Beirut 16 July 2006
To all of you who sent messages and emails of concern and support, and who called my family in the US to make sure I am safe. I am so, so touched. What can I say - I am living a nightmare. Just last week, Lebanon was expecting 1.6 million tourists, a record number since before the civil war. We were expecting $4.4 billion to be injected into our economy. Now it’s in shambles. Imagine a militia in the US that acts on its own and kidnaps two Candian soldiers, imagine Canada in response bombing our ports, roads, bridges, residences, neighborhoods - killing US citizens, destroying lives, creating refugees … stopping life. Lebanese did not want this war … we are fed up; we have no voice.
I finally got to the Internet after days of being locked up inside … ohh - bombs just went off again; funny - no one seems to react anymore, not even me. I’ve grown used to it. My friend is in the US military and he told my brother that Israel will begin to bomb all of Beirut very soon. Madness … no words to express the feelings of my destroyed heart. He is here looking for me, trying to reach me, trying to protect me … trying to get me out of here, but I don’t want to leave. As a Lebanese, yes, I am an extreme patriot willing to stay here and fight it out with my people. As an American, I am ashamed and disgusted at my president’s cowardly acts. We are stuck in the middle, between two forces, both vowing to persist in their futile cause - both sources of hate, violence, extremism, and fanaticism. Both feed on the fears of their people, brainwashing them. We are drowning, no one cares to save us …

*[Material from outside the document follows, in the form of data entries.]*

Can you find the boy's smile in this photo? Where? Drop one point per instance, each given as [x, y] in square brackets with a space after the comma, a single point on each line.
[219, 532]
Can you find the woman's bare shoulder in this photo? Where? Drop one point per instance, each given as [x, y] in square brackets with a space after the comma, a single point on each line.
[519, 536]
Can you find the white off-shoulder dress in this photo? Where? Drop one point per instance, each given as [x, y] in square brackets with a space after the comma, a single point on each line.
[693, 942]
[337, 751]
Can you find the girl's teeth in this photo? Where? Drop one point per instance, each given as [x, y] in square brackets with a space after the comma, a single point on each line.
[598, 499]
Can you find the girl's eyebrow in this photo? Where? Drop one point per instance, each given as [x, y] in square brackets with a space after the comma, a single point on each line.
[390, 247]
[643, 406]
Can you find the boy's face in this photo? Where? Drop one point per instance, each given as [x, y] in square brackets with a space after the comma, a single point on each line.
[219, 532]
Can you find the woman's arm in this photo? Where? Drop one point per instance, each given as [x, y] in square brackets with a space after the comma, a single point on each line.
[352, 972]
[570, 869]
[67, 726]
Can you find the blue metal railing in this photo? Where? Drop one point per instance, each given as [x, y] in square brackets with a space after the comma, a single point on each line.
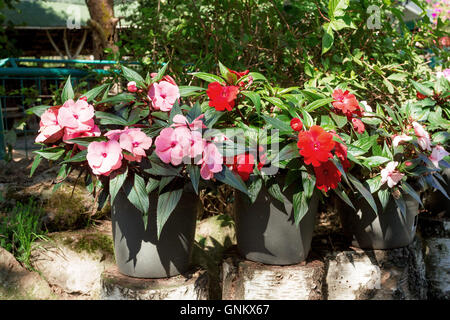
[15, 77]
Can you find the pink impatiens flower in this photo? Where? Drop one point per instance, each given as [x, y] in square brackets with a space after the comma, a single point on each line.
[390, 175]
[72, 134]
[437, 155]
[164, 94]
[131, 86]
[50, 130]
[104, 157]
[212, 161]
[136, 142]
[181, 121]
[172, 145]
[358, 125]
[400, 138]
[422, 136]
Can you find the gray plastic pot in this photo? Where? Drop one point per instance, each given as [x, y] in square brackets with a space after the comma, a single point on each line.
[138, 252]
[266, 232]
[386, 230]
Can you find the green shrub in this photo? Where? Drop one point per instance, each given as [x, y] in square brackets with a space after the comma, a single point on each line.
[20, 228]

Life has crumbled in my beloved country as she becomes hostage to an unwanted war. The bombs are falling mercilessly, and no signs of relent seem to be in store.
I taste the bloodshed, I see the destruction, I feel the anguish - I can smell the ashes. I hear the screams and the aggression. How much longer until this passes?
The weight of war and the pain of injustice - must they befall Lebanon one more time? Must she endure the dirt of politics and be forced to face these heinous crimes?
We are calling for help! Can you not hear? Or is the sound of the war planes drowning our cries? Children are dying! Is it not clear? Or are your own selfish interests blinding your sight?
Oh, where is the courage and dignity of man? Is Lebanese life so worthless? Who will rise up and take a stand, to protect humanity and fight injustice?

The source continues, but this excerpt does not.